Il est évident que tout le mécanisme de cette machine est dissimulé sous des carters qui ne sont pas représentés au dessin. Seules apparaissent les ouvertures d'admission des fraises à équeuter, de sortie des fraises équeutées et de sor- tie des queues et collerettes.
Dans le cas où elle mesure approximativement deux mètres de long sur un mètre de large, cette machine permet d'équeuter environ 400 à 500 kgs de fraises à l'heure.

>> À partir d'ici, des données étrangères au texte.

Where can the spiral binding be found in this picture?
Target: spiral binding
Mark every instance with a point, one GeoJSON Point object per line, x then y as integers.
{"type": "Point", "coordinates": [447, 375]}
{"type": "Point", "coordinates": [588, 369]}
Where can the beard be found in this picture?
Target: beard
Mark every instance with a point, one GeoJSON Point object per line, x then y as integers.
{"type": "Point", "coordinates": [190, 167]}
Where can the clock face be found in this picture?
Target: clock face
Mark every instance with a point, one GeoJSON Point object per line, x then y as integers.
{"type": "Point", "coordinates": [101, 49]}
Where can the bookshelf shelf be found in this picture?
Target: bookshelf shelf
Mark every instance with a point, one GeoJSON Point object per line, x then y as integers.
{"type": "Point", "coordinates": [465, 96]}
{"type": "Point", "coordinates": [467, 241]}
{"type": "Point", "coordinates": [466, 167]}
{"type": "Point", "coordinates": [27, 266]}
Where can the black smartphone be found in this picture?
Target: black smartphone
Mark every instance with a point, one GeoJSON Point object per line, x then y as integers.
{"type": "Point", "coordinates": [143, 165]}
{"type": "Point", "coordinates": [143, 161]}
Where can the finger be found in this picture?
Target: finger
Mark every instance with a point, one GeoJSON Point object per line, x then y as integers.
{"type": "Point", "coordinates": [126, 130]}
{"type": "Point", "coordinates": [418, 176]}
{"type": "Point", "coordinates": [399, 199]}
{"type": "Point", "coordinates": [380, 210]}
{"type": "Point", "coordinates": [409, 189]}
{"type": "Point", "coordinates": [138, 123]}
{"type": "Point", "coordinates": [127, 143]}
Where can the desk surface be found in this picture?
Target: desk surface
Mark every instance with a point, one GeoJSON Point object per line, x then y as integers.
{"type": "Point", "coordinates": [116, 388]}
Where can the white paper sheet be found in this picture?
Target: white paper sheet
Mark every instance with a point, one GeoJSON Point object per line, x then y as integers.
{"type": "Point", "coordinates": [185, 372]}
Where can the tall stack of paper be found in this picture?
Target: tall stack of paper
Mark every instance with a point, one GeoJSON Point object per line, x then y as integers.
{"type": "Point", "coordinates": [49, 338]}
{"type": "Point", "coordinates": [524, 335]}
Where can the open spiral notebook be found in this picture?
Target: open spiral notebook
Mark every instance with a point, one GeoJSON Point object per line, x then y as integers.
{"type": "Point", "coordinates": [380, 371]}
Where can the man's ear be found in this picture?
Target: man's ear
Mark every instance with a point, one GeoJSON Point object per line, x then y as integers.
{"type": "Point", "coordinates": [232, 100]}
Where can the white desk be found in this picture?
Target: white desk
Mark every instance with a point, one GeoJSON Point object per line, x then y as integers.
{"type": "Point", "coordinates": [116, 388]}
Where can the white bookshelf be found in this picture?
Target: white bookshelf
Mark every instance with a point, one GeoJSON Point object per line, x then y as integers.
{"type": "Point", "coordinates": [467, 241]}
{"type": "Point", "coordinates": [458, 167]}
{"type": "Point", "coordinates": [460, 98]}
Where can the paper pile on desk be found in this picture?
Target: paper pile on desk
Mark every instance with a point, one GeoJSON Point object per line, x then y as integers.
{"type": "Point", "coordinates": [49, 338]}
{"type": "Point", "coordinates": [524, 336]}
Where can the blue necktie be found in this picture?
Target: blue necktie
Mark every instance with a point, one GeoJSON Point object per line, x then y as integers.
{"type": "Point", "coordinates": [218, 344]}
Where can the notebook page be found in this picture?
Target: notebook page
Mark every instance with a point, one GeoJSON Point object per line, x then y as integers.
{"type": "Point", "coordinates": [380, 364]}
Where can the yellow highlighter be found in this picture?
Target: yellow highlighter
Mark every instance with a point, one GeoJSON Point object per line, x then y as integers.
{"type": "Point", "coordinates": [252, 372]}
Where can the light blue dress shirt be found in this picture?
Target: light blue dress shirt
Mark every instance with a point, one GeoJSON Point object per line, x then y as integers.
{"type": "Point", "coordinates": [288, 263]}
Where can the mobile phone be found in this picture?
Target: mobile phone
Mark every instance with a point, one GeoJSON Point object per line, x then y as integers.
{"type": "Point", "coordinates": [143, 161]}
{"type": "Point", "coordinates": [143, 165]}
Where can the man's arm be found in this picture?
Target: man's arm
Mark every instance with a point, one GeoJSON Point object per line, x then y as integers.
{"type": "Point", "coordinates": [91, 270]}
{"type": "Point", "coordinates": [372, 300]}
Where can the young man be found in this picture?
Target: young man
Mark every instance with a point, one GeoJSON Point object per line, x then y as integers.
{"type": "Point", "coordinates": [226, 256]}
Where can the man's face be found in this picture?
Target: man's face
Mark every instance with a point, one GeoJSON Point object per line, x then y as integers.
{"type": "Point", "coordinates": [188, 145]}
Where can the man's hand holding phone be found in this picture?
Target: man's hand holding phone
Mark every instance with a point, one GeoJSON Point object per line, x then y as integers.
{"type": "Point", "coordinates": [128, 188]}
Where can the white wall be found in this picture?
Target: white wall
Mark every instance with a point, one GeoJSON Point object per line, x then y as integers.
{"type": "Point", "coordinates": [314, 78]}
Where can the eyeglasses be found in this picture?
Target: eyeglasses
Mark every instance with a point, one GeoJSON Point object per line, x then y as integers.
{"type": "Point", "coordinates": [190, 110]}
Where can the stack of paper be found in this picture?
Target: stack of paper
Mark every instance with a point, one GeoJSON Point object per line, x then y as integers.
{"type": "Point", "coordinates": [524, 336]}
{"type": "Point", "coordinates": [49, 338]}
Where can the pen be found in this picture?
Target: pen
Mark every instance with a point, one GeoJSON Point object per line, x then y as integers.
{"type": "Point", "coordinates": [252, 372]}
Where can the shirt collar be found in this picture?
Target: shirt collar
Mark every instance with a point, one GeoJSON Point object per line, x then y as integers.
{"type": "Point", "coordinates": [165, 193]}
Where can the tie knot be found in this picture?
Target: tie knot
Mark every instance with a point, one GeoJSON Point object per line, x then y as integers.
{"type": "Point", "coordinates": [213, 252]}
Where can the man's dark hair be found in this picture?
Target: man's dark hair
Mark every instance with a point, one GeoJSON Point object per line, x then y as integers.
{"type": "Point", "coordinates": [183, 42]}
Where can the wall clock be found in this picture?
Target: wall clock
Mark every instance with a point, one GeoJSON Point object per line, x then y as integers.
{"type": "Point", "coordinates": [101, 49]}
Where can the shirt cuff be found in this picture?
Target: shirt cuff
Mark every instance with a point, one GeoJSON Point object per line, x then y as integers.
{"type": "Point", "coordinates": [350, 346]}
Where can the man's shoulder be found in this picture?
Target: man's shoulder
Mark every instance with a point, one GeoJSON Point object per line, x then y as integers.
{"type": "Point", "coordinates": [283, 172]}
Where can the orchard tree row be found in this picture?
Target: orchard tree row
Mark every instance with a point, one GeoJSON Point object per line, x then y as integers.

Comme il va de soi, l'invention ne se limite pas à la seule forme d'exécution de cette machine à équeuter, qui a été ci-dessus indiquée à titre d'exemple; elle en embrasse, au contraire, toutes les variantes de réalisation, quels que soient notamment les mécanismes employés pour donner aux tiges leur mouvement de rotation alternatif inverse d'une tige à la suivante, et pour donner au cadre supérieur, formant balai, son mouvement rectiligne alternatif et son mouvement de monte et baisse. C'est ainsi, d'ailleurs que ce cadre peut être remplace par un organe sans fin qui, tournant de façon continue à la manière d'un tapis sans fin, porte les barrettes obliques 23 dont les languettes 24 sont appelées à déplacer les fraises à la surface des tiges 3 - 4.